I might be almost 600 miles away from the start line, but training for the Highland Cross continues apace. Practice the transition from running to cycling, prepare yourself for the cramp, etc etc, Cross veterans stress. So I did, proposing an eight-mile run followed by about 20 miles on the cycle.
I cantered up the hill to Crystal Palace, comfortably covering the three miles in 20 minutes, before a stitch came on so suddenly I thought I’d been stabbed. I staggered around the park at Crystal Palace for 15 minutes, stopping twice, then attempted to accelerate on the descent to Norwood, only for my stomach to tighten as my stride lengthened. Not the most successful eight miles of running in the world, but eight miles all the same.
Quick change of clothes, sip of water and I was out on the cycle, embroiled in rush-hour traffic. Cycling down Streatham High Road dodging buses and suicidal pedestrians is about as far removed from whizzing down peaceful Glen Affric to Cannich as you can get.

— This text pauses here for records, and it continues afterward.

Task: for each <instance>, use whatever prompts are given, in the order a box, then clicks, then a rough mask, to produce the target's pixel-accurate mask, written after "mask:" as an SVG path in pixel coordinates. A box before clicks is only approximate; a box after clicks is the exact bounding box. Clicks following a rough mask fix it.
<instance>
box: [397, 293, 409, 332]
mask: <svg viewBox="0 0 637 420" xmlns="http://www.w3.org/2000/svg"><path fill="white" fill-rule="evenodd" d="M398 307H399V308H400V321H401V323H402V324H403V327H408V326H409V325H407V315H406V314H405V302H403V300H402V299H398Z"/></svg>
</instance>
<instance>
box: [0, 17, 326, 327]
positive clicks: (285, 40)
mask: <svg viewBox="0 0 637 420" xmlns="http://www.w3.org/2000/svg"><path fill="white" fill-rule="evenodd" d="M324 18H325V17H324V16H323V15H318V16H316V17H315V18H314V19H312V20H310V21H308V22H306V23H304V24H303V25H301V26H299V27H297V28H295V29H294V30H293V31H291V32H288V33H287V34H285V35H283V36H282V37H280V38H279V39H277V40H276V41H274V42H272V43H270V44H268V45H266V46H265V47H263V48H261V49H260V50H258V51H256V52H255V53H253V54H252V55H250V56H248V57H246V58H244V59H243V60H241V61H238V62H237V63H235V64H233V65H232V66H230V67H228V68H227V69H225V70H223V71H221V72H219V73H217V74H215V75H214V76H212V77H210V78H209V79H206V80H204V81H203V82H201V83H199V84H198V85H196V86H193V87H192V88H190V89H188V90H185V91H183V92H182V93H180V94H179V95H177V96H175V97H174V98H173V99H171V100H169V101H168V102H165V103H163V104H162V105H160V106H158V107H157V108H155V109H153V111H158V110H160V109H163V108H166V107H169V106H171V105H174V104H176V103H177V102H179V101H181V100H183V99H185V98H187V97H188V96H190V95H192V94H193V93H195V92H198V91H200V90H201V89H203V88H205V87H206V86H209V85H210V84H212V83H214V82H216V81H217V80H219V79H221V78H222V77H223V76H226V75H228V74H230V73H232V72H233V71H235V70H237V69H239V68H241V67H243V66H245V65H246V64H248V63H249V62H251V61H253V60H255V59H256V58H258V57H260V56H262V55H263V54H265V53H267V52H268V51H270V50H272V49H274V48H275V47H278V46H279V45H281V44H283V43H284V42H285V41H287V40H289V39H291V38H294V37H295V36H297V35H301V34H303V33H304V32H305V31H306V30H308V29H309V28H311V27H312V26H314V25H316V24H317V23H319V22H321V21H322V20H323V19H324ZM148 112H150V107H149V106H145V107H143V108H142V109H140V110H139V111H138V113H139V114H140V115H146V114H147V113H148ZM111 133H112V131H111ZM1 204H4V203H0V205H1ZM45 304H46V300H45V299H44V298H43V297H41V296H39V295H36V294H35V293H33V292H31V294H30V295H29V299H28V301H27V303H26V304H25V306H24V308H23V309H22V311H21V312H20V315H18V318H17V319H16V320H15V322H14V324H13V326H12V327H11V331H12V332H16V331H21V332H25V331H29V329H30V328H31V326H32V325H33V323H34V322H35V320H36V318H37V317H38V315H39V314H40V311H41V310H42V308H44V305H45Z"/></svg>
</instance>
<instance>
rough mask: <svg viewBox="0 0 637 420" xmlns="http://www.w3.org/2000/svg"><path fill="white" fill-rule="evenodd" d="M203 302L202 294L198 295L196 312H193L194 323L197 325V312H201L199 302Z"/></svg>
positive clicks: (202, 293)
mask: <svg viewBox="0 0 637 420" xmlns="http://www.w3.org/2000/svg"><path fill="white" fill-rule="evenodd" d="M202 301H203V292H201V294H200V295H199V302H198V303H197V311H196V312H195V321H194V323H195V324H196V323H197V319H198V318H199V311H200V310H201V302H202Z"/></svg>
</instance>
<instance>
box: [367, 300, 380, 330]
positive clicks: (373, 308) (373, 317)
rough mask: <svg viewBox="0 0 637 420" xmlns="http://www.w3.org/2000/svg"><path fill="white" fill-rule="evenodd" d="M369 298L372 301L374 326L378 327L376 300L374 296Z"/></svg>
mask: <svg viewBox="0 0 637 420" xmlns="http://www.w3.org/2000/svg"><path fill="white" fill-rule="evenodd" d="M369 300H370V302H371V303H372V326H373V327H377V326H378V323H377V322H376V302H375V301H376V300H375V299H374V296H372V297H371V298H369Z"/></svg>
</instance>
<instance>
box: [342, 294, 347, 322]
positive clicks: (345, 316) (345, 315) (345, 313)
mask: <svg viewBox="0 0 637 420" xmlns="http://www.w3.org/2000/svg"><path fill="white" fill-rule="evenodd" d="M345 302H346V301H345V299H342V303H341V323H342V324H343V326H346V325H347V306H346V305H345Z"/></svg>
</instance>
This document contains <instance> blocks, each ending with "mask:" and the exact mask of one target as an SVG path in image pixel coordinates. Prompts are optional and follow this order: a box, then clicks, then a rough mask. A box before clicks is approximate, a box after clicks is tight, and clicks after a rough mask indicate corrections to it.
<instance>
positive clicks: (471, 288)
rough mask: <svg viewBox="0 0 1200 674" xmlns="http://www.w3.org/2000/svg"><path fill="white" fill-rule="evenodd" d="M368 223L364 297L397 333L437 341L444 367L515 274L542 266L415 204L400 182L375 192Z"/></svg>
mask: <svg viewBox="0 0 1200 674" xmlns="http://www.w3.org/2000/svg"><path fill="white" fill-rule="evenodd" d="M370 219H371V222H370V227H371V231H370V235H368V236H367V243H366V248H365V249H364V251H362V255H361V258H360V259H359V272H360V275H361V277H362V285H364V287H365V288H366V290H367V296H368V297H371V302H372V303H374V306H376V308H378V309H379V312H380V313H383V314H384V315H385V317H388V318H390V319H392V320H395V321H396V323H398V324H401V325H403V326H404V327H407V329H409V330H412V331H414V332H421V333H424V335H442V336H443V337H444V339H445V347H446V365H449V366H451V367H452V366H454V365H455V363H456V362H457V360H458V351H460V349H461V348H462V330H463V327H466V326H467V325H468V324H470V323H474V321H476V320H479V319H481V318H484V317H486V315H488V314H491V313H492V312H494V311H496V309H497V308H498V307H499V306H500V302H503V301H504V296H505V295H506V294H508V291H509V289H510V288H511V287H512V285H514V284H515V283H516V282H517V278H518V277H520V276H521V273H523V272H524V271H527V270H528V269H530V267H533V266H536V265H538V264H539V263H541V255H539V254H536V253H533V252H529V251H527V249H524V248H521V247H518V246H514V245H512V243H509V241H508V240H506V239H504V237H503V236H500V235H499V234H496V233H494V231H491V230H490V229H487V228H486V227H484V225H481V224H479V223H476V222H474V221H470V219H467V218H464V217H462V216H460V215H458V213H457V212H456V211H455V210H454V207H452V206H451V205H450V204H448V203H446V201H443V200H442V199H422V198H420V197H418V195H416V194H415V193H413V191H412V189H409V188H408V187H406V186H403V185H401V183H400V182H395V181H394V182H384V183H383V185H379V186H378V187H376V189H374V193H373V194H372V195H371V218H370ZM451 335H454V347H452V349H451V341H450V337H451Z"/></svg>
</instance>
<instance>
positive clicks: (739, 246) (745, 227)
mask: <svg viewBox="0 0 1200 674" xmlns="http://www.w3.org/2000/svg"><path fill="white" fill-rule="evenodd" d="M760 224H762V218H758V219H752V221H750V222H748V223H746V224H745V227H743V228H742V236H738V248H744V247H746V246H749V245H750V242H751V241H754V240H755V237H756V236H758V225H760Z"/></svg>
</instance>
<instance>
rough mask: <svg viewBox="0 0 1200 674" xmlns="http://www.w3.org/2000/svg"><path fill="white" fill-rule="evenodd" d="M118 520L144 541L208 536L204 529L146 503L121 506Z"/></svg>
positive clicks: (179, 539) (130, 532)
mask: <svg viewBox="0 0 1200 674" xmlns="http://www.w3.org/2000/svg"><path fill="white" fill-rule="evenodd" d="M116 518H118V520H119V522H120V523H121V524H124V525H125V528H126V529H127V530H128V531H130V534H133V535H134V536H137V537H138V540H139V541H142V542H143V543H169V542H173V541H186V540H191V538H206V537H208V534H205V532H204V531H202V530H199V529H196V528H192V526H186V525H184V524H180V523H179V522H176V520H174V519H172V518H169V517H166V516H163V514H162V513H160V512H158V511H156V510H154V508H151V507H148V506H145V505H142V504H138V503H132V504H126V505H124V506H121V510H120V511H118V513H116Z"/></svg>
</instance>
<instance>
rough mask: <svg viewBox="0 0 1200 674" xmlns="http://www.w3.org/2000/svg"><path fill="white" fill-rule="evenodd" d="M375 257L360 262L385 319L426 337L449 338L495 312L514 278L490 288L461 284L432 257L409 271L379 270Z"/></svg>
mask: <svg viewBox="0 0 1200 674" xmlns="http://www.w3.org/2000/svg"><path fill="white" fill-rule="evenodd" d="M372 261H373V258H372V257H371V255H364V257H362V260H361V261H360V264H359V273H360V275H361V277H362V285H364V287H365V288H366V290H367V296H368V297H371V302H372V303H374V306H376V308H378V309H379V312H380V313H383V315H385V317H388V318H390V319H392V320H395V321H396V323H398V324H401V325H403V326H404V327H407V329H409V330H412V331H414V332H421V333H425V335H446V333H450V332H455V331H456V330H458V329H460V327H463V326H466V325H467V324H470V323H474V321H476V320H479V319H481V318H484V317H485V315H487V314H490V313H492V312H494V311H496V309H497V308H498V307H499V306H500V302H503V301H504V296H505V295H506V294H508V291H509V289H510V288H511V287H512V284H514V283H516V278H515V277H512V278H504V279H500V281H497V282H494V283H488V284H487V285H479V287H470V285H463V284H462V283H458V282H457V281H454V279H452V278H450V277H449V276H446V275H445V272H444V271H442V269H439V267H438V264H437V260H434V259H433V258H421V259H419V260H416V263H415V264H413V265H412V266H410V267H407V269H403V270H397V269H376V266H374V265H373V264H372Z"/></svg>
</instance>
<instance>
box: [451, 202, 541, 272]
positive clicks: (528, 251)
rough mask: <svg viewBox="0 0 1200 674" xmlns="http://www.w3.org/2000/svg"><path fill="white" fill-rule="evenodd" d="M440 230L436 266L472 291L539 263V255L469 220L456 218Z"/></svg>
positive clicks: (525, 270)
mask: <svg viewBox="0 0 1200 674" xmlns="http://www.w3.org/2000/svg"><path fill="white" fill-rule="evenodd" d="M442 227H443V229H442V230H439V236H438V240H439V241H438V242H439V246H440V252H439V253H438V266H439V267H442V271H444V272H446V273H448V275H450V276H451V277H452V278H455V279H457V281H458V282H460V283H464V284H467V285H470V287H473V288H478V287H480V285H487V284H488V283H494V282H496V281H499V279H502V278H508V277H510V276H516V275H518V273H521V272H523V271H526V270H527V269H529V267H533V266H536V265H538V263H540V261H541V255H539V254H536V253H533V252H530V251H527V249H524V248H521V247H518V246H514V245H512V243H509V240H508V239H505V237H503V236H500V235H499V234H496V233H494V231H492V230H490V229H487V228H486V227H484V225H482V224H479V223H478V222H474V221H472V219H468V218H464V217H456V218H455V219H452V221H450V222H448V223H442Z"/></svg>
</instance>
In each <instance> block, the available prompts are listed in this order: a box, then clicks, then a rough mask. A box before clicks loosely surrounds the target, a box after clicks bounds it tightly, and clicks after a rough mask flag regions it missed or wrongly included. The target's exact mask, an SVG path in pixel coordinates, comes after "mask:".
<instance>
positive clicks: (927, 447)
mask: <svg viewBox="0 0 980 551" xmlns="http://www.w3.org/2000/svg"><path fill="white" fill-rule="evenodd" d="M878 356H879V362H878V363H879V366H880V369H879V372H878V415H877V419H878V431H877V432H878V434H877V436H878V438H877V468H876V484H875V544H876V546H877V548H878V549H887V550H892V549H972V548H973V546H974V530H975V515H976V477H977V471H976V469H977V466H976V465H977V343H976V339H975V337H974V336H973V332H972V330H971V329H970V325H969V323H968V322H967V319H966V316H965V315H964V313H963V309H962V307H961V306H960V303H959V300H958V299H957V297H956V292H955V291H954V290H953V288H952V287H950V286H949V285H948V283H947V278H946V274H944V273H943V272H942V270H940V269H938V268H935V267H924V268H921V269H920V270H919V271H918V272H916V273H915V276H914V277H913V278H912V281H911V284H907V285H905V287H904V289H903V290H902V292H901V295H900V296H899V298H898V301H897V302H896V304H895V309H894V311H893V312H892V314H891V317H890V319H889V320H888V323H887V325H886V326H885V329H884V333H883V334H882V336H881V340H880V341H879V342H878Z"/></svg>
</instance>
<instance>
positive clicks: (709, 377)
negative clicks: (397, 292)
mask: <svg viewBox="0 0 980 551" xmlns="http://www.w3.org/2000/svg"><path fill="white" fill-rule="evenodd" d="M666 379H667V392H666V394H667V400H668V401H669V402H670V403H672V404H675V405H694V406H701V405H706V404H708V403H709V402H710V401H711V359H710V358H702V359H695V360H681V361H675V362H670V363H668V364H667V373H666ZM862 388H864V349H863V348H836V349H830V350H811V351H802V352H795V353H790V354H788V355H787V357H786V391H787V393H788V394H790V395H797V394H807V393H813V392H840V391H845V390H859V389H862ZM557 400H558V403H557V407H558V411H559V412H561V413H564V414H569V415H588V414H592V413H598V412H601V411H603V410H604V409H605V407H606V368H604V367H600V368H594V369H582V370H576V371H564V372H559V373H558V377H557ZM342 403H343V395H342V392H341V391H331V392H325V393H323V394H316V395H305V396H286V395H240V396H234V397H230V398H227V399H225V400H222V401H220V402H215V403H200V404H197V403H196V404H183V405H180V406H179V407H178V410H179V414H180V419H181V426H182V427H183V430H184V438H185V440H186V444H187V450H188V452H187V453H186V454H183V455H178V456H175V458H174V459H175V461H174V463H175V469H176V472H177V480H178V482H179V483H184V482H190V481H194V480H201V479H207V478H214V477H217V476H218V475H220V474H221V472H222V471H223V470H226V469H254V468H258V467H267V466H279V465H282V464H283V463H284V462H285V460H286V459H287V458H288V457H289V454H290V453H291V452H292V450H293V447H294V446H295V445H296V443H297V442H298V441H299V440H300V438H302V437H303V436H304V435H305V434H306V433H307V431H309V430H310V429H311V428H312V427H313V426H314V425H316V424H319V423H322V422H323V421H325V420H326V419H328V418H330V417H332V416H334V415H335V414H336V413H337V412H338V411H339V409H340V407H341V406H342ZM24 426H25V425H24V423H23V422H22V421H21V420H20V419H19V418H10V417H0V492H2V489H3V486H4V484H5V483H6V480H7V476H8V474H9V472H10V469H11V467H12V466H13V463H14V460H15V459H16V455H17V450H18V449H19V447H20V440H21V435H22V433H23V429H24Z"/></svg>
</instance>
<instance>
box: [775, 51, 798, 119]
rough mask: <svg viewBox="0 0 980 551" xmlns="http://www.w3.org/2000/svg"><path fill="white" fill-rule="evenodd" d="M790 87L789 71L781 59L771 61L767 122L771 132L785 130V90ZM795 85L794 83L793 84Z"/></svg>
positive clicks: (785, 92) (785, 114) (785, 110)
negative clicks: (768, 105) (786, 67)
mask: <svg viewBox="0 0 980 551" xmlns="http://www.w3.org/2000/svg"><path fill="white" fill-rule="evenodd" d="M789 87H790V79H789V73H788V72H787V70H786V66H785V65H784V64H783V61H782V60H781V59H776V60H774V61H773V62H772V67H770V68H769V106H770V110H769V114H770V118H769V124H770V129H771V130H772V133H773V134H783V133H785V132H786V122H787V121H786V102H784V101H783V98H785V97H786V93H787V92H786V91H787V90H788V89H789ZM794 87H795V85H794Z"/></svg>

When I was moving, I was moving reasonably quickly, but – as most London cyclists – will concur, the majority of time is spent weaving through traffic or stopped at lights (there are only so many reds that you can run). I was aiming for Richmond Park, but gave up two miles short. I wasn’t tired. I just wasn’t up for the battle with London traffic. Home I pedaled, clocking up a paltry 10 miles – half of what I envisaged. I get over such disappointments by returning to my long-held nonchalant standpoint about the Cross: It is the run that counts. The cycling is the easy bit.